Did you know that Consul can be your DNS server?
What better way to lookup the IP address of a node in your cluster, than to use your Service Discovery tool Consul, which knows about all the machines you maintain as soon as they come or go.
Whether you want to know the IP of another node in your application, or if you want to look up the name and address of the healthy message queue server in your West Data Center, Consul can be your DNS server that knows and serves this information.
Now you do not need to run separate DNS Servers or Services, it comes bundled in the functionality of your Consul nodes. So feel free to take advantage of it.

Service Definitions and Checks

Beyond just knowing what machines you have, Consul can be configured to watch over the Services you run and monitor them with a health check.
These Services and Checks can be used to pull nodes out of the API or DNS responses when a node becomes unhealthy. There are three types of Checks you can write.

  1. A Script check
  2. A HTTP check
  3. A TTL check
These checks are expected to be run with high frequency. The examples say every 10 seconds, but you can adjust that number based on what frequency machines are coming and going from your app.

Watches

Watches are how you can script Consul to react to changes in your infrastructure. These scripts are called Handlers.
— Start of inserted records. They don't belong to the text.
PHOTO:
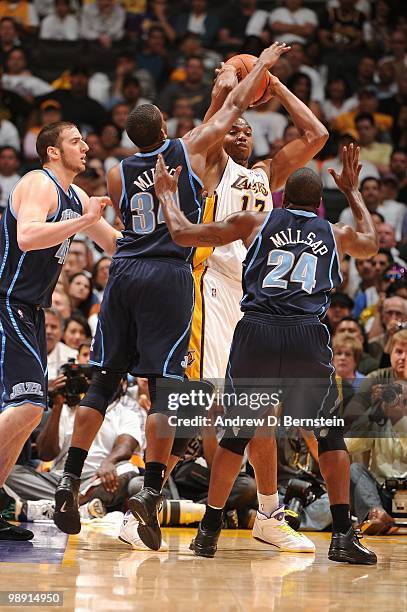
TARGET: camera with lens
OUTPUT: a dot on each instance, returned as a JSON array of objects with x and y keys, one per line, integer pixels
[
  {"x": 397, "y": 487},
  {"x": 78, "y": 377},
  {"x": 390, "y": 393},
  {"x": 298, "y": 495}
]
Imagine you have a HAProxy load balancer sitting in front of your web application cluster. And you have AWS Auto Scaling configured on the web cluster as well. New machines will be coming and going as needed, but if HAProxy doesn't know about them, what's the point?
Use a Consul Watch to fire off a Handler that will update the HAProxy configuration file whenever a new host is detected in the web application cluster.

Alternatively, check out Consul Template for a great example of this functionality with Consul.

Workout

We are going to complete the following actions, following along the example provided by Jeff Lindsay and his docker-consul container.

  1. Go to the Automation Tool's git repo's consul directory in your terminal.
  2. vagrant up the VM that already has Docker installed and vagrant ssh into it. If prompted for Vagrant's password, it is vagrant.
  3. Start a series of Consul agents in Docker containers
    docker run -d --name han -h han progrium/consul -server -bootstrap-expect 3
    JOIN_IP="$(docker inspect -f '{{.NetworkSettings.IPAddress}}' han)"
    echo $JOIN_IP
    docker run -d --name chewbacca -h chewbacca progrium/consul -server -join $JOIN_IP
    docker run -d --name leia -h leia progrium/consul -server -join $JOIN_IP
  4. We now have three Consul machines in a cluster (which we can see via docker ps). Let's add a fourth; the one which will expose the ports to communicate with the Consul cluster.
    docker run -d -p 8400:8400 -p 8500:8500 -p 8600:53/udp --name luke -h luke progrium/consul -join $JOIN_IP
  5. View the Consul WebUI from the fourth container. (Watch that port number in the URL in case Vagrant had a conflict and changed it for you.)
  6. View the HTTP API to list Consul nodes.